Le matin suivant la dose de psilocybine, les participants ont montré des augmentations spécifiquement dans la pensée divergente, mais pas dans la pensée convergente. Le plus intéressant, ce sont les rapports de suivi de sept jours qui ont montré que la performance DT était revenue à des niveaux normaux, mais que la performance CT avait augmenté de manière inattendue. Ce résultat étrange conduit les chercheurs à émettre l’hypothèse d’une « fenêtre d’opportunité » potentielle par laquelle certaines phases subaiguës, après une dose de psilocybine, pourraient être ciblées avec différents types d’interventions thérapeutiques.

« Cette différenciation liée au temps et à la construction des effets de la psilocybine sur la créativité est vraiment intéressante, quand on pense à la façon dont elle peut être utilisée dans un processus thérapeutique », dit Mason. « Plus précisément, il a été suggéré que le DT peut améliorer la flexibilité psychologique en permettant aux individus de générer de nouvelles stratégies d’adaptation plus efficaces. Ainsi, la capacité de la psilocybine à améliorer le TD de façon subaiguë pourrait aider les patients à revivre des événements, à se souvenir de diverses associations et à considérer leur situation sous un autre angle. Les effets à plus long terme sur le TC pourraient ensuite être utilisés lors d’une séance d’intégration ultérieure, au cours de laquelle les patients discutent de leurs expériences aiguës et décident d’une stratégie pour les aider à faire face à des émotions intenses. »

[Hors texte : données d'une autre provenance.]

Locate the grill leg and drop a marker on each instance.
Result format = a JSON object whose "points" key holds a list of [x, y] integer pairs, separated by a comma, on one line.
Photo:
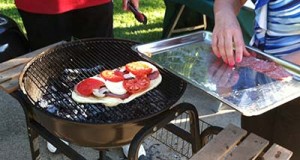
{"points": [[101, 155], [34, 143], [32, 134], [162, 121]]}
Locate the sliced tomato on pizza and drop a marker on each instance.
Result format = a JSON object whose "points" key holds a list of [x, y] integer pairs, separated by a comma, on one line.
{"points": [[121, 85], [137, 84], [139, 68], [86, 87]]}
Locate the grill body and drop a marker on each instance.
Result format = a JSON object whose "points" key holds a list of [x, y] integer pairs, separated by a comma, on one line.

On peut donc imaginer que les futures structures de traitement pourraient consister en des séances de thérapie le lendemain matin qui capitalisent sur les améliorations du DT, suivies de séances d’intégration une semaine plus tard qui sont encadrées autour des améliorations du TC. Il est encore trop tôt pour comprendre ces changements cognitifs à long terme manifestés par la psilocybine. Cette étude particulière n’a travaillé que sur une période de sept jours, mais Mason suggère que des travaux antérieurs avec l’ayahuasca psychédélique ont trouvé des améliorations de CT qui durent jusqu’à un mois après une seule dose.

Les chercheurs sont fondamentalement conscients des limites de l’étude et admettent volontiers que beaucoup plus de travail doit être fait pour comprendre comment ces altérations cognitives à long terme induites par la psilocybine sont influencées par le décor, le cadre et les attentes individuelles. L’équipe a récemment terminé une itération contrôlée par placebo de cette même expérience dont les résultats doivent encore être publiés, ainsi que l’examen de ces mêmes facteurs de pensée créative pour d’autres composés psychédéliques tels que l’ayahuasca et le 5-MeO-DMT.

Peut-être que l’élément le plus fondamental à retenir de cette nouvelle étude convaincante est l’aperçu de la façon dont les modifications de la pensée créative pourraient jouer un rôle majeur pour expliquer pourquoi ces composés psychédéliques s’avèrent utiles pour traiter une variété de conditions de santé mentale. Il est de plus en plus clair que ces agents psychédéliques manifestent des effets subaigus intéressants au-delà des quelques heures initiales d’intoxication, et mieux nous pouvons comprendre ces phases transitoires post-dose, mieux nous pouvons organiser des plans de traitement efficaces qui utilisent ces périodes bénéfiques.

« Ces résultats soulignent le rôle sous-jacent possible d’une créativité et d’une empathie accrues dans le potentiel thérapeutique des psychédéliques », explique Mason. « Fait important, les effets perdurent au-delà de l’état aigu, ouvrant potentiellement une « fenêtre d’opportunité » où les interventions thérapeutiques pourraient s’avérer plus efficaces. Ces résultats apportent un soutien supplémentaire aux preuves croissantes suggérant que les psychédéliques pourraient avoir une valeur thérapeutique pour traiter les troubles de l’humeur liés au stress. »

La nouvelle étude a été publiée dans le Journal of Psychoactive Drugs.